Typosquatting, also called URL hijacking, is a form of cybersquatting that targets Internet users who incorrectly type a website address into their web browser. Should a user accidentally enter an incorrect website address, they may be led to alternative website, usually designed for malicious purposes such as stealing identities, installing drive-by malware, redirect web traffic to their own or a competitor’s product, or making revenue from the user clicking on advertisements.
What is Cybersquatting?
Cybersquatting is the practice of registering as Internet domains identical or similar to a third party company name or trade mark, with bad faith intent to profit from the goodwill of a third party brand, or in the hope of reselling them at a profit.
Cybersquatters exploit the first-come, first-served nature of the domain name registration system to register as domain names, third parties’ trademarks or business names or names of famous people, as well as variations thereof.
A common motive for cybersquatting is the intention to sell the domain name back to the trademark owner, to profit from the goodwill of a third party brand, or to attract web traffic to unrelated commercial offers.
What is a domain name?
Domain name is a human-friendly form of an Internet address. It is used to identify the complicated string of numbers composing an IP Address which is hard to remember by heart. In other words, a domain name is linked to the relevant IP address and is used to find web pages in a user-friendly way. Domain names are registered with accredited Registrars and consist of two parts: a top-level domain (TLD – .com, .net, .org, .eu) and a second level domain, which represents the entity that owns the domain name.
No. To qualify for trade mark protection a domain name itself should function as a trade mark. Concretely this signifies that a domain name must not be used simply as an address to direct to a website, but to identify the products and/or services of the business, which provides products and/or services via the Internet. For example this will be the case of a domain name used in connection with a website that offers web-related services.
The registration of a domain name with an accredited registrar does not automatically signify that the same or similar sign will satisfy the requirements for trade mark registration. You can register as a domain name common or descriptive terms, that usually do not qualify for trade mark protection.
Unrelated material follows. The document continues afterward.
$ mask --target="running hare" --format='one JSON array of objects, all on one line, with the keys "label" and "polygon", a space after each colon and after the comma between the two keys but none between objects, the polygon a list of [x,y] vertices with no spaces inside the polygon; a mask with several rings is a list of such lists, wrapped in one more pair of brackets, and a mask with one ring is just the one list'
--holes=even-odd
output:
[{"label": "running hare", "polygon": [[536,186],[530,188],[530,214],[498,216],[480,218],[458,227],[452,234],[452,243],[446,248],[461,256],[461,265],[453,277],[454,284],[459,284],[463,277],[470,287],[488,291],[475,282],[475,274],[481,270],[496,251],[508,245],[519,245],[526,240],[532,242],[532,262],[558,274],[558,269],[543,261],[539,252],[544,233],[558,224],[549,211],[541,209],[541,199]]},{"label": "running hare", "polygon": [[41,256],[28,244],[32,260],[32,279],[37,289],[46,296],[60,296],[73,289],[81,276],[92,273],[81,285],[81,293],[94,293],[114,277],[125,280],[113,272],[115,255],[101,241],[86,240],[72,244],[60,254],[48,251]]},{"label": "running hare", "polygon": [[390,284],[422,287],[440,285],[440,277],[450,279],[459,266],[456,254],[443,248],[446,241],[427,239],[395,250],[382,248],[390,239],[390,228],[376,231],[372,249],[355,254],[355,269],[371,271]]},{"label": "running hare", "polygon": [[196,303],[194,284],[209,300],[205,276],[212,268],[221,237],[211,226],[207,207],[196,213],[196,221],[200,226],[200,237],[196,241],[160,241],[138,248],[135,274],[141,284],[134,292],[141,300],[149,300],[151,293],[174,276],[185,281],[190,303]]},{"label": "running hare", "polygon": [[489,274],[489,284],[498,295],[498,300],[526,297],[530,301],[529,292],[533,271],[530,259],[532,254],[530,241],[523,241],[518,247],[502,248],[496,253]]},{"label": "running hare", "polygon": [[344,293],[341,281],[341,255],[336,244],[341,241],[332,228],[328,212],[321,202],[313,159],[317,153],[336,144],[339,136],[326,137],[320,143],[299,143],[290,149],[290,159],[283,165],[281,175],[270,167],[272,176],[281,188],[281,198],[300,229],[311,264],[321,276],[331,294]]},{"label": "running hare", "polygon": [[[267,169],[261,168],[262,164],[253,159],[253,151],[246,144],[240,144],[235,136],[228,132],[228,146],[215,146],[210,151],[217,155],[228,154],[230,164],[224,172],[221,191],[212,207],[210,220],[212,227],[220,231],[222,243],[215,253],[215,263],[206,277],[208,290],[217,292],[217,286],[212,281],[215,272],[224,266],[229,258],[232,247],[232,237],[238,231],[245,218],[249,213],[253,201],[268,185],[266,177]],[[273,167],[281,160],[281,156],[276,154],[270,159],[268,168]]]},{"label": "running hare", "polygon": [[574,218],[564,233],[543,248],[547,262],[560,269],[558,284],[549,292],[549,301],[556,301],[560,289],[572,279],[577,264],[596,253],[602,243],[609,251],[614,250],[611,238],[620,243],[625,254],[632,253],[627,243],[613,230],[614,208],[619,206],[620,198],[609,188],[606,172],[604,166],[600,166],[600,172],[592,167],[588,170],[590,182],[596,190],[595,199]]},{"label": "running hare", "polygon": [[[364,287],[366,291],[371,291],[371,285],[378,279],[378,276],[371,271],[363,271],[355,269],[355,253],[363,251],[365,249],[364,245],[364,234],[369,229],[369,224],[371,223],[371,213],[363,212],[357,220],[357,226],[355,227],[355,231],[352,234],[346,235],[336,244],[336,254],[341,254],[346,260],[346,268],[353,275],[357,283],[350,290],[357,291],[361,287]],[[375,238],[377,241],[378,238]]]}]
Furthermore trade mark protection of a sign is needed only when such a sign will be used to identify and distinguish the commercial origin of the products and/or services of one company from those of another company.
Registering a domain name means that you have the right to use the name for the registration term, consistent with certain terms and conditions, as well as applicable laws.
Registering a domain name does not give you any ownership (proprietary) rights to the name. Only a registered trade mark can provide that kind of protection.
The system for domain name registration generally operates on a first-come first-served basis and no two domain names can be exactly the same. It is strongly advisable to search the domain name databases and to check that the same or a similar domain name doesn't already exist or exists in another top-level domain.
The easiest way to check if a domain name is available is at one of the companies that have been approved to register domain names. A list of accredited and accreditation-qualified registrars can be found on the ICANN (Internet Corporation for Assigned Names and Numbers) web site: www.icann.org
It is also a best practice to do a trademark search before you register your domain name, since domain registrars generally do not check if a requested name violates an existing trademark. Therefore, if you register a domain name that conflicts with someone else’s trademark, you could lose the right to it if the trademark owner takes legal action against you.